Publié le 21 janvier
Louise Leduc
Louise Leduc La Presse

Sur une échelle de 1 à 10, la satisfaction des Québécois envers le gouvernement Legault se situe maintenant à 5,9, comparativement à 6,5 il y a un an et à 8,6 au début de la pandémie. Pas de dégringolade généralisée, donc, mais une grogne manifeste des 18 à 34 ans, qui, à 70 %, se disent insatisfaits du gouvernement et sont, en moyenne, plus enclins à enfreindre les consignes sanitaires.

Le sondage CROP demandé par La Presse et réalisé du 14 au 17 janvier témoigne d’un « ras-le-bol certain envers la COVID-19, mais l’adhésion aux mesures sanitaires est encore élevée en général », résume Dominic Bourdages, vice-président de CROP.

« Fatigue accumulée »

Le fait que le taux de satisfaction envers le gouvernement Legault soit maintenant un point au-dessous de la note de passage apparaît normal à Éric Montigny, professeur de science politique à l’Université Laval. « C’est ce que l’on constate aussi dans les autres pays. Un peu partout, il y a eu ce ralliement initial derrière le drapeau, un sentiment qui s’estompe avec la fatigue accumulée. »
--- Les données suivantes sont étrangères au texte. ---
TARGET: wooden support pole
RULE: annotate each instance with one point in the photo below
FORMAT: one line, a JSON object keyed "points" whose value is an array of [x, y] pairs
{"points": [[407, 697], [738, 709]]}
« Le message gouvernemental passe encore, poursuit-il. Les gens sont encore prêts à faire un effort. Pas de gaieté de cœur, mais on sent une résilience. »
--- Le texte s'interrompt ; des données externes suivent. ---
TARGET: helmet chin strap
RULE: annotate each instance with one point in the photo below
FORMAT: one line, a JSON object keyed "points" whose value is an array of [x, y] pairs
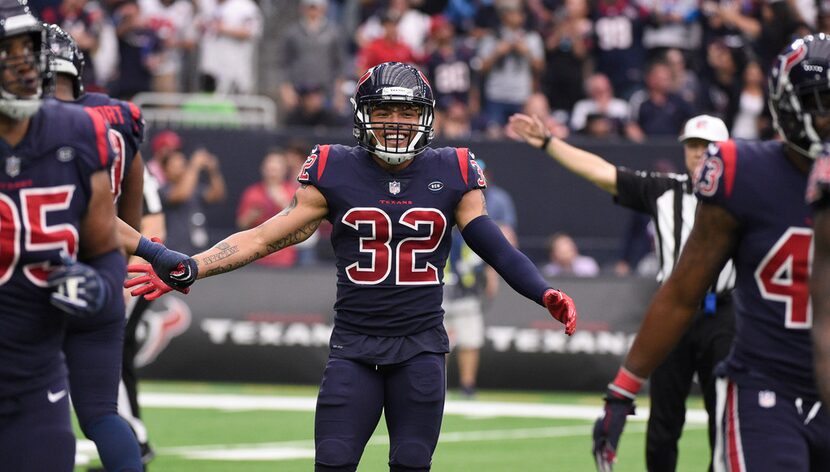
{"points": [[394, 158]]}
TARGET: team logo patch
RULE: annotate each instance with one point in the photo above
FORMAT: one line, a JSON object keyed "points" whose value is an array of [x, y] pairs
{"points": [[708, 176], [394, 187], [66, 154], [819, 181], [766, 399], [13, 166]]}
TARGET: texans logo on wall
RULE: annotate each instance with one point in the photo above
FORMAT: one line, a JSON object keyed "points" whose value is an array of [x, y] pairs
{"points": [[167, 318]]}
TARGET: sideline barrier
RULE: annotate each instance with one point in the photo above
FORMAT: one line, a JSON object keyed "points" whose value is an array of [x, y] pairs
{"points": [[267, 325]]}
Cela est pour l’ensemble des personnes sondées, mais le gouvernement Legault aurait tout intérêt à analyser de près les réponses données par les 18 à 34 ans, soutient Claire Durand, professeure de sociologie à l’Université de Montréal et spécialiste des sondages.

Les jeunes de 18 à 34 ans ne donnent en moyenne que 4,5 sur 10 au gouvernement Legault, alors que ce groupe d’âge a beaucoup voté pour la CAQ. Aussi, de question en question, on voit clairement que ce sont eux qui désapprouvent le plus les interdictions et qui craignent le moins la maladie.

Claire Durand, spécialiste des sondages

Au total, 86 % des personnes interrogées se disent d’accord avec l’affirmation : « C’est notre devoir à tous de suivre les règles de la Santé publique. Nous devons tous faire notre part pour arrêter la pandémie. »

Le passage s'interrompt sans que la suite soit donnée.